Yesterday, I hosted the third edition of the Yayavr Book Club. The community has swelled with participants who are observant, curious, interested and invested in learning.

On August 23rd, 2022, we read “Chai: the Great Tea Campaign” from Lizzie Collingham’s book Curry (2005). The reading was a stepping stone to explore larger questions of foodways, agriculture, habits and gendered spaces. Here is a glimpse of what we discussed:

1. Production of Tea - Agriculture and Labour Conditions

Collingham wrote about the “Coolie Catchers” who forced “desperate peasants as labour for the tea plantations” in Assam, following the “Tea Gold Rush” in the 1860s. Gazal and Soumya highlighted how the conditions of tea laborers, and sugarcane workers in India, are still abysmal. Naomi remarked at how they are often stuck in a “closed economy” of chits and rations, with no access to cash. Paramita informed us that tea pickers do not fall under the category of “farmers” and hence cannot avail of Government benefits. How do we define the category of “farming” for policies, and where do fishing and foraging (edible leaves, honey, wild fruits) fit into the agricultural system? What makes a piece of land “unsuitable” for agriculture or reclamation ? How could this result in animal-human/ city-forest conflicts? How do we differentiate between “efficient” agriculture and food production within a holistic system? How is the gig economy (Big Basket, Blinkit, Swiggy) affecting food distribution and farmer welfare?
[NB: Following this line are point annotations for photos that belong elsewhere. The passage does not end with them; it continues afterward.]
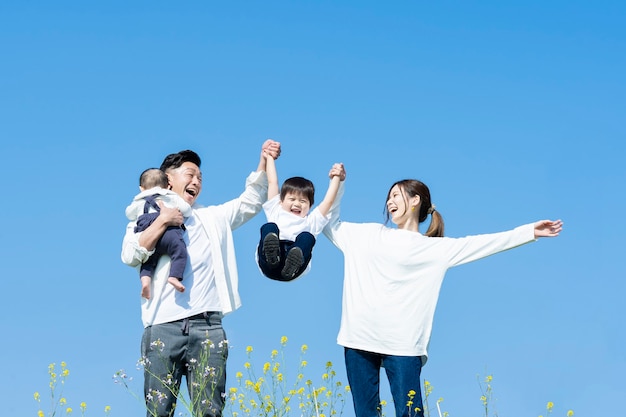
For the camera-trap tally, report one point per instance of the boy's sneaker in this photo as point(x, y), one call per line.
point(293, 262)
point(271, 249)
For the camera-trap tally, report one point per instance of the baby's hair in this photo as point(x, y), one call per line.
point(153, 177)
point(298, 185)
point(411, 188)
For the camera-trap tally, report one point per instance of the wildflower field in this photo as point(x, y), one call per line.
point(262, 388)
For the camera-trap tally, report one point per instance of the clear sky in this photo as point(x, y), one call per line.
point(510, 111)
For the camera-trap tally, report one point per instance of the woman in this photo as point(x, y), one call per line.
point(392, 278)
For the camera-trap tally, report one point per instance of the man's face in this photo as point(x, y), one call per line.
point(186, 181)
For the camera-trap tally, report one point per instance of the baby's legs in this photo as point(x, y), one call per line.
point(177, 284)
point(145, 286)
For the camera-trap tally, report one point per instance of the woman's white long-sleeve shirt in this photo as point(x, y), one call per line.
point(392, 279)
point(215, 224)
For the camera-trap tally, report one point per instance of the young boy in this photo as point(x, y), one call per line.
point(287, 239)
point(153, 185)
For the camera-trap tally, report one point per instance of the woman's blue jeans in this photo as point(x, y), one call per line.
point(403, 373)
point(195, 347)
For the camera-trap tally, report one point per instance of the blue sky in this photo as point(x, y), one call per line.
point(510, 111)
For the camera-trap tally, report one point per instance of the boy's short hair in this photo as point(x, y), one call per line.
point(153, 177)
point(298, 185)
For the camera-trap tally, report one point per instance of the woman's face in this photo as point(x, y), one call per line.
point(396, 205)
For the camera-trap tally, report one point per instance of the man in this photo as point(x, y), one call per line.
point(183, 332)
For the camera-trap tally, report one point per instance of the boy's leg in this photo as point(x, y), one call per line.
point(269, 246)
point(298, 256)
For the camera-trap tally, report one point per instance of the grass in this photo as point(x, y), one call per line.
point(264, 388)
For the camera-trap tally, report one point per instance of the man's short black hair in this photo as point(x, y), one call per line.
point(175, 160)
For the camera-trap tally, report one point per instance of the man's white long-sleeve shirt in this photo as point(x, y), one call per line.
point(214, 226)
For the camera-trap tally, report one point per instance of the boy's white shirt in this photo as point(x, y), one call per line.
point(290, 225)
point(168, 197)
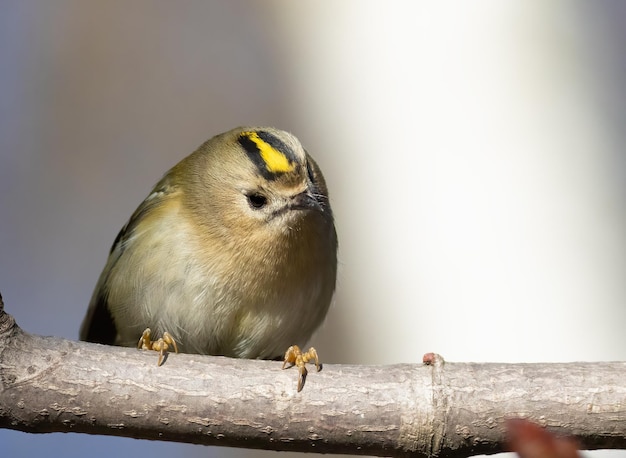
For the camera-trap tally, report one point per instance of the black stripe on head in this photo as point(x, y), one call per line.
point(268, 152)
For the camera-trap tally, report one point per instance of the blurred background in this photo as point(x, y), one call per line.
point(474, 154)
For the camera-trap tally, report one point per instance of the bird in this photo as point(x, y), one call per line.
point(232, 253)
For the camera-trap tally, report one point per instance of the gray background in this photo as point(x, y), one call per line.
point(474, 155)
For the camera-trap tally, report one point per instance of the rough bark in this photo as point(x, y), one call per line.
point(454, 409)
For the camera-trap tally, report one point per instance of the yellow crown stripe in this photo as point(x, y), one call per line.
point(275, 160)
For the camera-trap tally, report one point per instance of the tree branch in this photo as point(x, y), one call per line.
point(454, 409)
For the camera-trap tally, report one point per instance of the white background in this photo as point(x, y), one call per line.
point(474, 153)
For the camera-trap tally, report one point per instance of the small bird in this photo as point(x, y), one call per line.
point(233, 253)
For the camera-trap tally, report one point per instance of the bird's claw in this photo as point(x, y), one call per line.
point(161, 345)
point(295, 357)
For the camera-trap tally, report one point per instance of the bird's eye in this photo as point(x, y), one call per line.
point(257, 200)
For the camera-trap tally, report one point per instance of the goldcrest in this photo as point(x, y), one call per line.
point(234, 253)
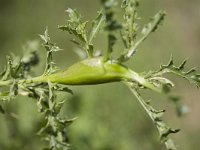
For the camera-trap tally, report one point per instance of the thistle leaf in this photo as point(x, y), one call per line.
point(96, 25)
2. Distribution - Marketing Campaigns and Habit

Most of us, including Amar, Ankita, Debo, Vanita and Ravi were amazed at how a marketing campaign by the Indian Tea Association changed the way an entire subcontinent drank and socialised. We spoke about “habits” and “traditions” and how beverages can sometimes be conflated with nationalism. We wondered about pre-colonial tea traditions in India - such as the salted butter tea in Ladakh and the phalep (fermented tea leaves in hollow bamboos) in the North-East. As well as the marketing challenges for tea in Southern India, where it had to compete with coffee.

Kritika questioned what we drank before tea. These beverages probably varied according to region and climatic conditions - nimbu pani, sharbat, fruit juices, lassi, chaas, jeera-water, karingali vellum, kanji ka paani, kashayam, roasted rice water etc. It would be wonderful to compile a list of beverages consumed in different regions of the subcontinent - please add in the comments below.

3. Consumption - Congregation around a tea stall and public spaces

While Collingham praised the emergence of a new “civic space” around tea stalls, Zoya, Sumaiya, Manaswi and Fehmida brought up nuances on gender and public spaces. Do women have equal access to public “eating and drinking” spaces in the city? Can a woman drink chai/ coffee/beer alone in a cafe/bar and feel comfortable? How is the experience in metropolitan cities different for women as compared to smaller towns and villages?

Thank you all for your thought-provoking questions and discussions. I am still buzzing from last evening.